PyComplexHeatmap.clustermap module

class PyComplexHeatmap.clustermap.ClusterMapPlotter(data, z_score=None, standard_scale=None, top_annotation=None, bottom_annotation=None, left_annotation=None, right_annotation=None, row_cluster=True, col_cluster=True, row_cluster_method='average', row_cluster_metric='correlation', col_cluster_method='average', col_cluster_metric='correlation', show_rownames=False, show_colnames=False, row_names_side='right', col_names_side='bottom', xticklabels_kws=None, yticklabels_kws=None, row_dendrogram=False, col_dendrogram=False, row_dendrogram_size=10, col_dendrogram_size=10, row_split=None, col_split=None, row_dendrogram_kws=None, col_dendrogram_kws=None, tree_kws=None, row_split_order=None, col_split_order=None, row_split_gap=0.5, col_split_gap=0.2, mask=None, subplot_gap=1, legend=True, legend_kws=None, plot=True, plot_legend=True, legend_anchor='auto', legend_gap=7, legend_width=None, legend_hpad=1, legend_vpad=5, legend_side='right', cmap='jet', label=None, xlabel=None, ylabel=None, xlabel_kws=None, ylabel_kws=None, xlabel_side='bottom', ylabel_side='left', xlabel_bbox_kws=None, ylabel_bbox_kws=None, rasterized='auto', legend_delta_x=None, verbose=1, **kwargs)[source]

Bases: object

Clustermap (Heatmap) plotter. Plot heatmap / clustermap with annotation and legends.

Parameters:
  • data (dataframe) – pandas dataframe or numpy array.

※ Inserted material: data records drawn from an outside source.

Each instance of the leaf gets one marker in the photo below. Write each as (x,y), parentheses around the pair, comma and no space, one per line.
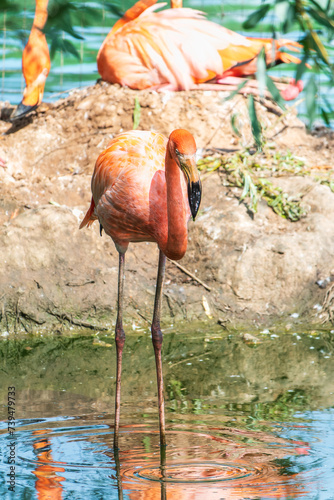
(275,93)
(290,18)
(256,16)
(321,18)
(325,117)
(310,99)
(9,5)
(318,46)
(301,67)
(255,124)
(261,71)
(136,114)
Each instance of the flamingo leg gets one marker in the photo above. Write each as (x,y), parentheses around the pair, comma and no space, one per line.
(157,344)
(119,339)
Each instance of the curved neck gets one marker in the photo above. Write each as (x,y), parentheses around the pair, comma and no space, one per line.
(176,245)
(41,14)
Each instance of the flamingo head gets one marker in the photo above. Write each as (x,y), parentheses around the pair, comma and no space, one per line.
(182,148)
(32,96)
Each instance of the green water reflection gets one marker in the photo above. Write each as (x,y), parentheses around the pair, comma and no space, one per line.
(288,372)
(246,418)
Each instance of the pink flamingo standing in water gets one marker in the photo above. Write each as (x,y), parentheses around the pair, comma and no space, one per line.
(145,188)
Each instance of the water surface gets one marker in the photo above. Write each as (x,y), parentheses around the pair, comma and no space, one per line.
(246,418)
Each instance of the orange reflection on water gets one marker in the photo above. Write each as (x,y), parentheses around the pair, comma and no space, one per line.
(48,483)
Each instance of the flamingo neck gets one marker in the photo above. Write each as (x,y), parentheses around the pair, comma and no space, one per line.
(41,14)
(177,215)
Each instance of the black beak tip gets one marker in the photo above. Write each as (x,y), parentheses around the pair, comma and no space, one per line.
(194,194)
(21,111)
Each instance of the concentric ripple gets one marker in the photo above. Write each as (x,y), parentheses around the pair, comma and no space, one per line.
(203,459)
(195,472)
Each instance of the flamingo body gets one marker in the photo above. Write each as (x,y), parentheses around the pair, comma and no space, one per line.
(178,48)
(130,193)
(145,188)
(35,62)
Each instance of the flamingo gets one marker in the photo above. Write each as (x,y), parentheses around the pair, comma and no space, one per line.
(145,188)
(35,63)
(177,49)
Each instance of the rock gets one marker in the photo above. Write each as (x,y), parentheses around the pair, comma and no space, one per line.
(259,268)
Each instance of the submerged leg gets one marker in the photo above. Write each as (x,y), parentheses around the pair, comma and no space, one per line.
(119,339)
(157,344)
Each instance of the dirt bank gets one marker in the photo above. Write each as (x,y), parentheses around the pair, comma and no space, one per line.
(258,267)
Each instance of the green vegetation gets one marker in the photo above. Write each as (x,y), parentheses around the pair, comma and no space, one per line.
(314,20)
(249,171)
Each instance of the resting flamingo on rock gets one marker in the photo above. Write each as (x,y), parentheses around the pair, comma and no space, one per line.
(178,49)
(145,188)
(35,62)
(175,49)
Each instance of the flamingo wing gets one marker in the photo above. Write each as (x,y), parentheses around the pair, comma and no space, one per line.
(129,188)
(178,47)
(174,46)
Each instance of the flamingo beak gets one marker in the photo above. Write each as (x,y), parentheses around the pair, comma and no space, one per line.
(189,168)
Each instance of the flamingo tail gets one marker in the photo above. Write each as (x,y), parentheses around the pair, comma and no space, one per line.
(132,13)
(90,217)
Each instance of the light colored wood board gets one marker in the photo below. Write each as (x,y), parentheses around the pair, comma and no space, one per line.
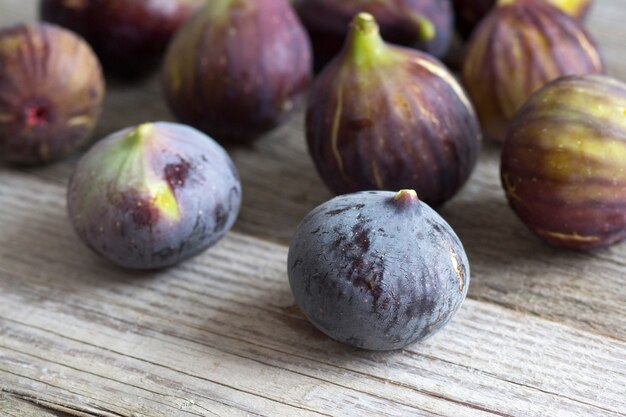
(227,319)
(26,406)
(511,267)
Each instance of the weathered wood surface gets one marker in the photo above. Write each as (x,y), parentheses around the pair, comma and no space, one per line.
(543,332)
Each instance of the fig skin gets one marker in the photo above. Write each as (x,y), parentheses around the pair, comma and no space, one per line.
(517,49)
(128,36)
(469,13)
(564,162)
(377,270)
(237,69)
(155,195)
(427,25)
(51,92)
(385,117)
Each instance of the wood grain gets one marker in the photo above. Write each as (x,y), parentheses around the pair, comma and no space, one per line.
(542,334)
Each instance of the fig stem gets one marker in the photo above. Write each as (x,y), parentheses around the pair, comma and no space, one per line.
(364,45)
(426,28)
(405,198)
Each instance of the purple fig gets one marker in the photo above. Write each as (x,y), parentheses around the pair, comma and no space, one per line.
(423,24)
(128,36)
(238,68)
(51,91)
(377,270)
(470,12)
(387,117)
(518,48)
(564,162)
(154,195)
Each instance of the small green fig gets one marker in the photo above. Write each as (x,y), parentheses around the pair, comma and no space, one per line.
(519,47)
(564,162)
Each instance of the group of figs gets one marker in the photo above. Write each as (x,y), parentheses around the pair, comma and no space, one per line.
(374,267)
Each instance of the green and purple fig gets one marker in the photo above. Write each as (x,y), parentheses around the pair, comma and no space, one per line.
(564,162)
(424,24)
(387,117)
(51,92)
(129,36)
(154,195)
(519,47)
(238,68)
(470,12)
(377,270)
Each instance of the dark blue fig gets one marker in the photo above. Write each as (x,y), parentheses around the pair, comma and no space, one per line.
(377,270)
(154,195)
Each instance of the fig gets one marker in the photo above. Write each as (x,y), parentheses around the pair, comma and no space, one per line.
(564,162)
(51,91)
(424,24)
(238,68)
(387,117)
(519,47)
(154,195)
(377,270)
(128,36)
(470,12)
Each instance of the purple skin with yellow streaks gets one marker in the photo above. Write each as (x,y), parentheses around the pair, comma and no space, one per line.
(517,49)
(385,117)
(470,12)
(51,92)
(424,24)
(129,36)
(238,68)
(155,195)
(377,270)
(564,162)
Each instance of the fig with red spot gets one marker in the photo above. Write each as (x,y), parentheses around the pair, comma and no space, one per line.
(128,36)
(386,117)
(377,270)
(51,92)
(154,195)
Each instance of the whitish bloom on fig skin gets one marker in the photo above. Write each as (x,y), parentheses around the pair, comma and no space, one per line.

  • z_score (int) – whether to perform z score scale, either 0 for rows or 1 for columns, after scale, value range would be from -1 to 1.

  • standard_scale (int) – either 0 for rows or 1 for columns, after scale,value range would be from 0 to 1.

  • top_annotation (annotation: class of HeatmapAnnotation.) –

  • bottom_annotation (class AnnotationBase) – the same as top_annotation.

  • left_annotation (class AnnotationBase) – the same as top_annotation.

  • right_annotation (class AnnotationBase) – the same as top_annotation.

  • row_cluster (bool) – whether to perform cluster on rows/columns.

  • col_cluster (bool) – whether to perform cluster on rows/columns.

  • row_cluster_method (str) – cluster method for row/columns linkage, such single, complete, average,weighted, centroid, median, ward. see scipy.cluster.hierarchy.linkage or (https://docs.scipy.org/doc/scipy/reference/generated/scipy.cluster.hierarchy.linkage.html) for detail.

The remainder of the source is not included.